Senza la fede nell'onnipotenza di Dio e nell'atto di redenzione di Gesù Cristo è impossibile di entrare nella comunione eterna con Dio e il Figliol suo. Perciò si tratta di serbare la nostra fede in tutte le situazioni della vita. Chi rimane nella fede rimane nella vita ed acquisisce la giustizia che l'Altissimo attribuisce per grazia al credente. Sulla via verso la meta necessitiamo giorno per giorno della sostanza e della forza dalla fede. Affinché possa vivere e rimanere salda dev'essere curata e alimentata. Poiché è estremamente grande il pericolo che sorgano dei dubbi e che l'incredulità si diffonda.

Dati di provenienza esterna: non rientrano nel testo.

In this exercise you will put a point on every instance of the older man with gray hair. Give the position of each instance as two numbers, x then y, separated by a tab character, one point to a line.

Anche i figlioli di Dio non sono immuni dai dubbi. Ci si irrita forse per un accenno dall'altare e già sorge in segreto la domanda: "È proprio lo Spirito Santo che ha operato questo? Oppure si trattava dell'opinione personale del ministro officiante?" Il dubbio rode e tormenta, la fede si indebolisce; alla fine subentra l'incredulità, talvolta persino la superstizione. Ai giorni nostri non si manifesta forse sempre di nuovo che le idee e l'esoterica estremo-orientali per molti significano di più dell'insegnamento della redenzione per mezzo del sacrificio di Gesù Cristo?

Proprio perché il vecchio serpente, Satana, fa di tutto per distruggere la fede in Dio e in Gesù Cristo, è estremamente importante, anzi necessario alla vita, di curare e rafforzare la fede e, se indispensabile, di difenderla. A tal scopo ci viene offerta del continuo la parola di Dio che vivifica, che edifica, che rafforza, che rende anzi beati. I figlioli di Dio, allorché sono stati suggellati con lo Spirito Santo, hanno professato di voler e di poter credere, e il Padre celeste ha dato la sua benedizione. Dobbiamo esserne veramente riconoscenti.

Dimostriamo la nostra fede anche mediante le opere, delle quali l'apostolo Paolo parlava nell'epistola ai Tessalonicesi (cfr. 1 Tessalonicesi 1, 2.3). Quali sono le opere della fede? L'ubbidienza di fronte alla volontà di Dio, l'ubbidienza anche di fronte al consiglio di Dio, che ci viene sempre manifestato nella parola operata per lo Spirito. Un'ulteriore opera della fede è la riconoscenza. Ne abbiamo sempre motivo in modo incommensurabile, poiché cosa saremmo senza la grazia di Dio? La nostra premura di essere pronti al perdono e di procedere in modo degno fa pure parte delle opere della fede, come una vita di preghiera viva e gioiosa.

Il profeta Isaia ha già accennato cosa aspetta quelli che stanno saldi nella fede: "Aprite le porte ed entri la nazione giusta, che si mantiene fedele" (Isaia 26, 2). Noi vogliamo essere presenti alle nozze in cielo e partecipare alla cena delle nozze dell'Agnello. Perciò la parola di Dio rimane per noi verità; noi confidiamo nel sacrificio meritorio di Gesù e contrastiamo ogni dubbio con una fede salda. Allora potremo rispondere alla domanda del Signore: "Ma quando il Figliuol dell'uomo verrà, troverà egli la fede sulla terra?" (cfr. Luca 18, 8) con un inequivocabile "Sì, Signore, la trovi in noi"!